I'm considering putting together a duo acoustic act. I am considering using backing tracks for some of the songs, but I've never worked with backing tracks before. I'm looking for some advice and guidance on where or how to go about acquiring some to start with. Are there any other duo acts (or solo for that matter) that can steer me in the right direction?


----------



## Guitar101 (Jan 19, 2011)

Private message sent.


----------



## Beatles (Feb 7, 2006)

PM replied to.


----------



## GTmaker (Apr 24, 2006)

as for backing tracks...

First if you call it what it realy is, KARAOKE tracks.... you will find that almosty every song ever writen has a backing track.
Most are fantastic in arrangement and quiality. You would be hard pressed in getting a full band to compete with the arrangements.

Second option is to make your own backing tracks.
You start with a BOSS or Digitech looper and start laying down tracks untill your satisfied with the result.
Store your arrangement and your ready to go.
LAst year I bought a Yamaha PRSE 403 keyboard for 100 dollars locally off kijiji.
Even if you dont play keyboards, its very simple to get very intricate drum samples that you can use for your tracks.
There are many more option that are very easy to use in these kinds of keyboards and none of then require too much keyboard skills.

good luck with your quest and I hope I was able to push it along just a little bit.

G.


----------



## Beatles (Feb 7, 2006)

Thanks for everyone's input.

The "karaoke" backing tracks can be used for sure, but might be a little over produced for my tastes. I have also been looking into some of the loop stations, trying to familiarize myself with what's out there. I never thought about the keyboard option, so I'll have to look into this further.

G.


----------



## ssydor (Dec 12, 2012)

You'll find just about everything you need here...

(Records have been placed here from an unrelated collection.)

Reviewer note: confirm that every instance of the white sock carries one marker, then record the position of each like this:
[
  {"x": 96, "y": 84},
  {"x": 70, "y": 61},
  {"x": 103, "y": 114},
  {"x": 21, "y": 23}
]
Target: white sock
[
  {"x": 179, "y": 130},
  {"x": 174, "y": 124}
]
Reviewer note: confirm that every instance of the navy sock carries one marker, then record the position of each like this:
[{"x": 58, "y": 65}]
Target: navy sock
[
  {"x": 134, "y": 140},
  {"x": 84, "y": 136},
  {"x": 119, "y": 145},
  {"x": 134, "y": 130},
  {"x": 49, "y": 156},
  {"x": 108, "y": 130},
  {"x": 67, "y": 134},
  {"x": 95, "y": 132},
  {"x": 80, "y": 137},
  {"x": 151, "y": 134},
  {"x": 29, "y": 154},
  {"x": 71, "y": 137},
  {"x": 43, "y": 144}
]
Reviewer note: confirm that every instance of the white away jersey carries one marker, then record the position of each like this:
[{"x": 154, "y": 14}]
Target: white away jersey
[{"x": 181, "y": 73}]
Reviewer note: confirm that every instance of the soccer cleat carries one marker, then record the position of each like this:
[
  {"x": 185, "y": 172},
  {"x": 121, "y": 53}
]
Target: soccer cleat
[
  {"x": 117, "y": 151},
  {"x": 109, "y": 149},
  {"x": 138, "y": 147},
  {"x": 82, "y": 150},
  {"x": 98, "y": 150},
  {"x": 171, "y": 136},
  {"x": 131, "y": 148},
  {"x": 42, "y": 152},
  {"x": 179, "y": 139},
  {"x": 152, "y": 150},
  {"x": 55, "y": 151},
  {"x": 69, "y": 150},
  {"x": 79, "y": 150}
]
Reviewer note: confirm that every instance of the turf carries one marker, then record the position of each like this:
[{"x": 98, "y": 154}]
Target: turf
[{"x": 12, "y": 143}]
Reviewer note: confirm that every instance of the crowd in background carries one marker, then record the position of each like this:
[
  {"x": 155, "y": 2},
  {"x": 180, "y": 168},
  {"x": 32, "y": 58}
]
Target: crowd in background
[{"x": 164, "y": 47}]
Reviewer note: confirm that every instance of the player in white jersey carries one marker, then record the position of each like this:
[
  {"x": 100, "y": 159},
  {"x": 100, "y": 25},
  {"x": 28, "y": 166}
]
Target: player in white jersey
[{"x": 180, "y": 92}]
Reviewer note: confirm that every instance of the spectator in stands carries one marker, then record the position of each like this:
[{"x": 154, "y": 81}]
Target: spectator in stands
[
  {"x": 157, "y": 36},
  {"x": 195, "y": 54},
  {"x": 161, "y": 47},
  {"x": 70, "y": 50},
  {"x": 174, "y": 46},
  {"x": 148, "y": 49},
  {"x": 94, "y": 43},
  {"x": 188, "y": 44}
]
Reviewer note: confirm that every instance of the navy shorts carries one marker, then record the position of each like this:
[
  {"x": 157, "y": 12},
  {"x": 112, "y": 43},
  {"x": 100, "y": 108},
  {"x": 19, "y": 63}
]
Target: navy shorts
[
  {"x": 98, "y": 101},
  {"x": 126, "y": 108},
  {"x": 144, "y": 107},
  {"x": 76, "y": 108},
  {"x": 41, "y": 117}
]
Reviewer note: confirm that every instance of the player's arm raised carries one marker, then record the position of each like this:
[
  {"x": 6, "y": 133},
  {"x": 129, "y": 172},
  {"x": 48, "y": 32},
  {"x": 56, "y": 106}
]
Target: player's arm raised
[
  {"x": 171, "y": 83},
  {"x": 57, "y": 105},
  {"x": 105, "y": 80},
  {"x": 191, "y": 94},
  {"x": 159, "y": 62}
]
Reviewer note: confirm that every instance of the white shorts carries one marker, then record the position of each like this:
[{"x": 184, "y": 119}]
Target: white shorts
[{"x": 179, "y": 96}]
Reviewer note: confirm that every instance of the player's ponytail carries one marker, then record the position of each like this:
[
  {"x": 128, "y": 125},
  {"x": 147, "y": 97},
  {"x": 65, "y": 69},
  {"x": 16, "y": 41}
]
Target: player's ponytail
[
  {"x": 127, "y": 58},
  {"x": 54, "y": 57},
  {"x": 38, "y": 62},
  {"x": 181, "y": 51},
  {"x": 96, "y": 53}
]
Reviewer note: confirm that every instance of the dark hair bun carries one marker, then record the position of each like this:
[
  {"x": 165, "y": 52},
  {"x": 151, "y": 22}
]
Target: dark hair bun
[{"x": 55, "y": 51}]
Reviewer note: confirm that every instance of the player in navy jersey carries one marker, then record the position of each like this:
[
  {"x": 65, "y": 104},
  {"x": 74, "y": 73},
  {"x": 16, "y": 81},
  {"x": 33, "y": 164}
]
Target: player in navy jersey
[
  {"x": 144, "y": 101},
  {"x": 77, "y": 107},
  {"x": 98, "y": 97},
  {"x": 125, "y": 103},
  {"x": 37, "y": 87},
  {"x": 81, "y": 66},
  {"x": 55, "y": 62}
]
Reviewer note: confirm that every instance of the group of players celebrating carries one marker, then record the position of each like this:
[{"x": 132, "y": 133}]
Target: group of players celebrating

Free Guitar Backing Tracks @ GuitarBackingTrack.com


----------



## urko99 (Mar 30, 2009)

The quality of the productions are pretty good on this site. It also gives you the ability eliminate(edit) the instrumentation you don't want over and over endlessly. Pretty cool concept really.

Karaoke Song, MP3 Instrumental Playback - Karaoke Version


----------



## OldGuitarPlayer (Feb 25, 2013)

Would The Beatles need backing trax? Just keep it simple and play yer acoustic guitars.


----------



## djmarcelca (Aug 2, 2012)

You can use a step sequencer program as well.

The 99.00 edition is pretty good. 
It has pre-programmed drum pattern in it (takes some time to find them) and a couple of pre-programmed drum fills. 

You could build your own track in a hurry using the drum tracks and then going note for note on the bass.
The trial copy is the full version but does not allow for Exporting to mp3/wave or project saving. 

Has a few different bass guitar sounds that are pretty authentic. 
FL Studio Music creation

I use it for Producing DJ tracks, as well as for making backing tracks


----------